1. What is a combination in mathematics?

A combination is a way of selecting a group of items from a larger set without considering the order in which the items are selected. It is a mathematical concept used to calculate the number of possible outcomes when selecting a certain number of items from a larger set.

2. How is the number of combinations calculated?

The number of combinations is calculated using the formula nCr = n! / r!(n-r)!, where n represents the total number of items in the set and r represents the number of items being selected. This formula is also known as the combination formula or the "n choose r" formula.

3. What is the difference between a combination and a permutation?

The main difference between a combination and a permutation is that a combination does not consider the order of the items being selected, while a permutation does. In other words, a combination is a selection without replacement, while a permutation is a selection with replacement.

4. How can combinations be used in real-life situations?

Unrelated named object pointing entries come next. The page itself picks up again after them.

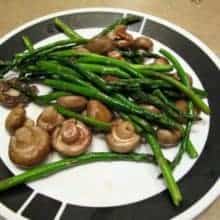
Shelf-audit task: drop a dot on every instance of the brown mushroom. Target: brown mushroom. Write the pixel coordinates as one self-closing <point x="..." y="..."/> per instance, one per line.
<point x="122" y="138"/>
<point x="49" y="119"/>
<point x="74" y="102"/>
<point x="161" y="60"/>
<point x="29" y="146"/>
<point x="72" y="138"/>
<point x="15" y="119"/>
<point x="100" y="45"/>
<point x="115" y="54"/>
<point x="98" y="111"/>
<point x="151" y="108"/>
<point x="120" y="36"/>
<point x="168" y="138"/>
<point x="144" y="43"/>
<point x="182" y="105"/>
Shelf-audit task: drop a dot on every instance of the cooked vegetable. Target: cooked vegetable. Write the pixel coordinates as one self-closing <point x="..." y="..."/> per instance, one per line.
<point x="144" y="43"/>
<point x="168" y="138"/>
<point x="49" y="119"/>
<point x="127" y="97"/>
<point x="15" y="119"/>
<point x="76" y="103"/>
<point x="98" y="111"/>
<point x="48" y="169"/>
<point x="29" y="146"/>
<point x="122" y="138"/>
<point x="72" y="138"/>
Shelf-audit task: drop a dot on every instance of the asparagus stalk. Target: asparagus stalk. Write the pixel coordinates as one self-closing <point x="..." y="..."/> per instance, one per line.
<point x="185" y="143"/>
<point x="46" y="170"/>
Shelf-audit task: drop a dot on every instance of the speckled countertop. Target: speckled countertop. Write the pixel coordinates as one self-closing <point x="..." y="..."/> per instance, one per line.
<point x="201" y="17"/>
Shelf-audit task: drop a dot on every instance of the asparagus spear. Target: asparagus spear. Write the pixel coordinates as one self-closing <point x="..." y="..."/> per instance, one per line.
<point x="45" y="170"/>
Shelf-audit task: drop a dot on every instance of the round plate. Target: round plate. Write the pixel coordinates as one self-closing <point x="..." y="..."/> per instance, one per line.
<point x="121" y="190"/>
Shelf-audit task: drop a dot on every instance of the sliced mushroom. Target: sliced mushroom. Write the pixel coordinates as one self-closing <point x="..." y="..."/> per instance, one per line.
<point x="100" y="45"/>
<point x="72" y="138"/>
<point x="168" y="138"/>
<point x="161" y="60"/>
<point x="151" y="108"/>
<point x="144" y="43"/>
<point x="182" y="105"/>
<point x="76" y="103"/>
<point x="123" y="137"/>
<point x="98" y="111"/>
<point x="15" y="119"/>
<point x="29" y="146"/>
<point x="49" y="119"/>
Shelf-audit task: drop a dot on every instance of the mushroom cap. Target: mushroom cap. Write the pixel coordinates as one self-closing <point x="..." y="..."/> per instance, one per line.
<point x="144" y="43"/>
<point x="15" y="119"/>
<point x="72" y="138"/>
<point x="29" y="146"/>
<point x="122" y="138"/>
<point x="49" y="119"/>
<point x="74" y="102"/>
<point x="168" y="138"/>
<point x="98" y="111"/>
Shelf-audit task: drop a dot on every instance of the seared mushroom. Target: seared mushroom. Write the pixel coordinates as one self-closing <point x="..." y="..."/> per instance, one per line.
<point x="15" y="119"/>
<point x="29" y="146"/>
<point x="144" y="43"/>
<point x="49" y="119"/>
<point x="168" y="138"/>
<point x="98" y="111"/>
<point x="100" y="45"/>
<point x="115" y="54"/>
<point x="182" y="105"/>
<point x="161" y="60"/>
<point x="123" y="137"/>
<point x="76" y="103"/>
<point x="120" y="36"/>
<point x="72" y="138"/>
<point x="151" y="108"/>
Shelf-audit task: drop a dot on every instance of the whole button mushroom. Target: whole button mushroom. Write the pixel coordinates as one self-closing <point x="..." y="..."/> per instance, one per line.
<point x="15" y="119"/>
<point x="100" y="45"/>
<point x="98" y="111"/>
<point x="168" y="138"/>
<point x="122" y="138"/>
<point x="49" y="119"/>
<point x="76" y="103"/>
<point x="29" y="146"/>
<point x="144" y="43"/>
<point x="72" y="138"/>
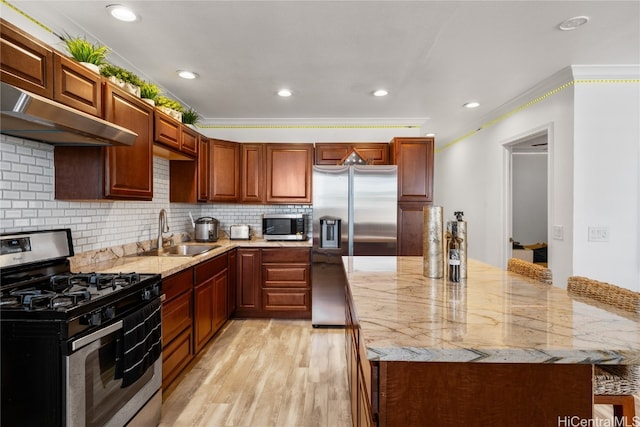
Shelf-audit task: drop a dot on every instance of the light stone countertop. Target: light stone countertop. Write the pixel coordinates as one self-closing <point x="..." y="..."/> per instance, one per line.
<point x="494" y="316"/>
<point x="124" y="260"/>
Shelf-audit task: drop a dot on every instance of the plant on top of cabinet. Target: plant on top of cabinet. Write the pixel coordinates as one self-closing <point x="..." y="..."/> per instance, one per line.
<point x="122" y="77"/>
<point x="149" y="91"/>
<point x="84" y="51"/>
<point x="170" y="107"/>
<point x="190" y="117"/>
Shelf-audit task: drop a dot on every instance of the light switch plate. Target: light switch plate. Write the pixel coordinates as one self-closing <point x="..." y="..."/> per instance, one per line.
<point x="598" y="234"/>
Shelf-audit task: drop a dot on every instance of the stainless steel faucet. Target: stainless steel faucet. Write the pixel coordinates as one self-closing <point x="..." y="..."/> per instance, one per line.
<point x="163" y="226"/>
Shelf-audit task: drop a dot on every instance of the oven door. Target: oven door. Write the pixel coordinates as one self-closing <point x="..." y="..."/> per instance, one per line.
<point x="94" y="396"/>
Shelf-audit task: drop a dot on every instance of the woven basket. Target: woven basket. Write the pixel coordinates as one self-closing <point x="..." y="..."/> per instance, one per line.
<point x="529" y="269"/>
<point x="606" y="293"/>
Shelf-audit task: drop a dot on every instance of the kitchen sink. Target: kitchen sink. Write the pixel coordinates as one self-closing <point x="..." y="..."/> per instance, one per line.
<point x="180" y="250"/>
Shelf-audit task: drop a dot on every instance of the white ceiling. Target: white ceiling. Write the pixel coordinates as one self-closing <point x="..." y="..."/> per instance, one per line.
<point x="432" y="56"/>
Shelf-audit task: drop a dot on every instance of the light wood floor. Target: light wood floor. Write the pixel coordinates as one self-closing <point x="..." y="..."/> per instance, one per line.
<point x="261" y="373"/>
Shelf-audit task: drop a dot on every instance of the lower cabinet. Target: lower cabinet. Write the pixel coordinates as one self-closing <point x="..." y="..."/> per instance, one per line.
<point x="274" y="282"/>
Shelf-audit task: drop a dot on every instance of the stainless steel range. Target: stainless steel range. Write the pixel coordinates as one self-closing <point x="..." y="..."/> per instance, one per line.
<point x="77" y="349"/>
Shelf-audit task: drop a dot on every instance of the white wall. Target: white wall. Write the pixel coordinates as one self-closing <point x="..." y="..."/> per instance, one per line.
<point x="471" y="174"/>
<point x="529" y="198"/>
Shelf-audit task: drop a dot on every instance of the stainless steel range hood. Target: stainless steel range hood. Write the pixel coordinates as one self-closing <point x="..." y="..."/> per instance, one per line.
<point x="30" y="116"/>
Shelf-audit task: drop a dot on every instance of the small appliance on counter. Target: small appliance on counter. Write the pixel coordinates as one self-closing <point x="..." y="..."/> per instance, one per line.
<point x="239" y="232"/>
<point x="284" y="227"/>
<point x="205" y="229"/>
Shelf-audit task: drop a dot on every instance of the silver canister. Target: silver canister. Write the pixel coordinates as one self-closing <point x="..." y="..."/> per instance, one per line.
<point x="432" y="246"/>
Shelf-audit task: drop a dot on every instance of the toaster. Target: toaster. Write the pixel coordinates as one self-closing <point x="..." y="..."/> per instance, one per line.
<point x="239" y="232"/>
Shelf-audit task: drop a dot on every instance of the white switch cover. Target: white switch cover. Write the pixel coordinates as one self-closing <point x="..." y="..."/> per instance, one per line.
<point x="598" y="234"/>
<point x="557" y="232"/>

Combinations can be used in various real-life situations, such as in probability and statistics, in genetics and biology, and in computer science and coding. For example, combinations can be used to calculate the number of possible outcomes when flipping a coin or rolling a dice, or to determine the number of possible genetic combinations in offspring.

5. How can combinations be applied to exam question distribution?

In exam question distribution, combinations can be used to ensure that the questions are distributed fairly and evenly across different topics and difficulty levels. By using combinations, the number of questions from each topic can be calculated based on the total number of questions and the desired distribution, ensuring that no topic is overrepresented or underrepresented.